Presidents of both parties have experience aplenty with patronage misfires. Some are relatively minor, such as Barack Obama’s selection of a donor to run the outpost in Luxembourg, who was such a bully that career diplomats volunteered to go to Iraq or Afghanistan for a better environment, according to an internal investigation. Others are more egregious, such as George W. Bush’s elevation of his campaign manager’s long-time friend to run FEMA and the subsequent botched federal response to Hurricane Katrina. Clinton famously used sleepovers in the Lincoln bedroom to thank donors and rewarded three early backers from New Hampshire with ambassadorships after the state gave his 1992 campaign a second-wind.

There are instances where political allies thrive in the job. Former Commerce Secretary Penny Pritzker leveraged her global stature to help Obama keep the business community appeased during Obama’s second term — and kept her personal jet at the ready for last-minute trips out of Andrews Air Force Base — and Obama’s appointment of Caroline Kennedy to Tokyo was a clear demonstration of his administration’s commitment to Asia and women. Margaret Spellings’ tenure at the Education Department under George W. Bush was a signal that he wanted one of his longest-serving aides and a trusted friend to take ownership of that policy portfolio.

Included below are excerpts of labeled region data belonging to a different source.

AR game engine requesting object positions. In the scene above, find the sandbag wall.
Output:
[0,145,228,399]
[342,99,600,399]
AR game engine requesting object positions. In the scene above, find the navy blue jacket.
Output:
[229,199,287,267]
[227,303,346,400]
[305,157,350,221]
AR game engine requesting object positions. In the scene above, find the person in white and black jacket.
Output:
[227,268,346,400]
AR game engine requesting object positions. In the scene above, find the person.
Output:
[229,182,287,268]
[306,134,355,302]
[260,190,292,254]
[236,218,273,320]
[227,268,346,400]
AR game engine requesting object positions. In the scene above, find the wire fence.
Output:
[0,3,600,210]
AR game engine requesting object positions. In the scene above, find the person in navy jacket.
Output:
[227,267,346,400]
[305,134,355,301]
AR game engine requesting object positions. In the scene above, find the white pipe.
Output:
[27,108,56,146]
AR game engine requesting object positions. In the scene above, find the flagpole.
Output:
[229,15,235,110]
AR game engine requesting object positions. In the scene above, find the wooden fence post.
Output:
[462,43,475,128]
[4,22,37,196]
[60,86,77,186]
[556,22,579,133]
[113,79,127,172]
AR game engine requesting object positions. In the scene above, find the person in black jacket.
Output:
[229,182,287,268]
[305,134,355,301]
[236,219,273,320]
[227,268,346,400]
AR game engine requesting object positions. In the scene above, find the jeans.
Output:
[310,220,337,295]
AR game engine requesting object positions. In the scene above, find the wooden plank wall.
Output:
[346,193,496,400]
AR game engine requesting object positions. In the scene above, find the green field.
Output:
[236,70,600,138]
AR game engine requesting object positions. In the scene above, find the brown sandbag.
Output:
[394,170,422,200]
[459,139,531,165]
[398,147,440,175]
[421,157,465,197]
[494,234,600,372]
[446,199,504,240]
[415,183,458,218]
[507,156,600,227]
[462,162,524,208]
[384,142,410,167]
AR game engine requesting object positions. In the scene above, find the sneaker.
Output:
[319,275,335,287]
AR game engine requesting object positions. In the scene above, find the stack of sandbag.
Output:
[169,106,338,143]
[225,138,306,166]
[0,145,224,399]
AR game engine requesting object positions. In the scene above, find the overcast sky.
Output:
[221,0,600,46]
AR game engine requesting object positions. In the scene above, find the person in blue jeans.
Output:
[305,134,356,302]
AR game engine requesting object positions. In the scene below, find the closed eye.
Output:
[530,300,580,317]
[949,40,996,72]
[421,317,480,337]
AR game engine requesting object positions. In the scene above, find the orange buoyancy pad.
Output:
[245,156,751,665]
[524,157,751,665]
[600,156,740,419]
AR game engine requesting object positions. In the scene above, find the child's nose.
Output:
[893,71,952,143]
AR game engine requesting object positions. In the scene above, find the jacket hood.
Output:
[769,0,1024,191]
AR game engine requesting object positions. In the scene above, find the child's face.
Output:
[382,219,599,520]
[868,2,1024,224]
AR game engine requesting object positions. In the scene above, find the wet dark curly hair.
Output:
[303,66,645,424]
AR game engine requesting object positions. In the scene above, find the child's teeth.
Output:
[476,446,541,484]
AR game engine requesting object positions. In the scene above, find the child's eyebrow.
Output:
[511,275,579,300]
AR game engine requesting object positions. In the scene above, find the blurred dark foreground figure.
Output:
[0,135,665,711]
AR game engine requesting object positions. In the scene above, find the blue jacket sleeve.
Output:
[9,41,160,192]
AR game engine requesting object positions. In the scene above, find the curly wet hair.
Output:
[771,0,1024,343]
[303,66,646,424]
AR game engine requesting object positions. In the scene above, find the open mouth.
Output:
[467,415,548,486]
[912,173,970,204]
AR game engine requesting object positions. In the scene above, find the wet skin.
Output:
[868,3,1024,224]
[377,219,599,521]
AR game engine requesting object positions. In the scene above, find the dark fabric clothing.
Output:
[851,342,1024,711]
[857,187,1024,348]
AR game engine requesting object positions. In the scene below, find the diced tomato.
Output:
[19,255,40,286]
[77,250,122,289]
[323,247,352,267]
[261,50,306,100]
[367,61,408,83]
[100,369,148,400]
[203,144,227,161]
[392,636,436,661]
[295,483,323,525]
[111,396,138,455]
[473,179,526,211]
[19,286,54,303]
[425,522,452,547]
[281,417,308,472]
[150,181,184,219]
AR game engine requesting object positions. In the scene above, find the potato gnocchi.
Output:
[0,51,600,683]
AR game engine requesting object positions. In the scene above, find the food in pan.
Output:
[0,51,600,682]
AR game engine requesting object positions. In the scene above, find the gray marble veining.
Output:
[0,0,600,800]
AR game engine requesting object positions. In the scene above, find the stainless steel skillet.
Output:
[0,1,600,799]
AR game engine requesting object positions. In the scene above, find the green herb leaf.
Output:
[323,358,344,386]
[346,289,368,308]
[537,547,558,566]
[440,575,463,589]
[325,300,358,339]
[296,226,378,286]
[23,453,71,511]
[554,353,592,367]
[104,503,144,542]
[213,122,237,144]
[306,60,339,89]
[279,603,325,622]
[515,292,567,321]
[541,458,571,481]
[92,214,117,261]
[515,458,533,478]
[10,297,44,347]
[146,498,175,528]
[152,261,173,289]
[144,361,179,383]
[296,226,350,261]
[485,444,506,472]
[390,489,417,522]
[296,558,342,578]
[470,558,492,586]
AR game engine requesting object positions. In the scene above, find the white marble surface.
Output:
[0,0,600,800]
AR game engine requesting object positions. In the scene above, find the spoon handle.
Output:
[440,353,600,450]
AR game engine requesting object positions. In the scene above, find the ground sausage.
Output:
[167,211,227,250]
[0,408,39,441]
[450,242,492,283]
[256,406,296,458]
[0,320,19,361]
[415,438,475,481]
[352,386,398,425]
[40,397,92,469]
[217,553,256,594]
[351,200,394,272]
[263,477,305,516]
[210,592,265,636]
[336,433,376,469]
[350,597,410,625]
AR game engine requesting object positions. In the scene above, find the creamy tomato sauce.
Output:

Every President has the power to reward loyalty. But as with all things Trump, he’s leaning into what used to be a fringe perk and making it a major part of his approach to governing. According to the American Foreign Service Association, Trump has installed non-career foreign service offices into 43% of the top jobs at the State Department, a break from predecessors Obama (30%), Bush (32%) and Clinton (28%). You have to go back to President Ronald Reagan (38%) to find something as blatant in circumventing the career State Department corps.

And before you roll your eyes at career diplomats being sidelined for the super-rich as Beltway elitist squabbling, consider this: According to Marquette Law School associate professor Ryan Scoville’s research on diplomatic picks from 1980 until last year, the political hires are objectively less qualified. Now extrapolate that across all of the federal government that is confronting a global pandemic and argue that competence doesn’t matter.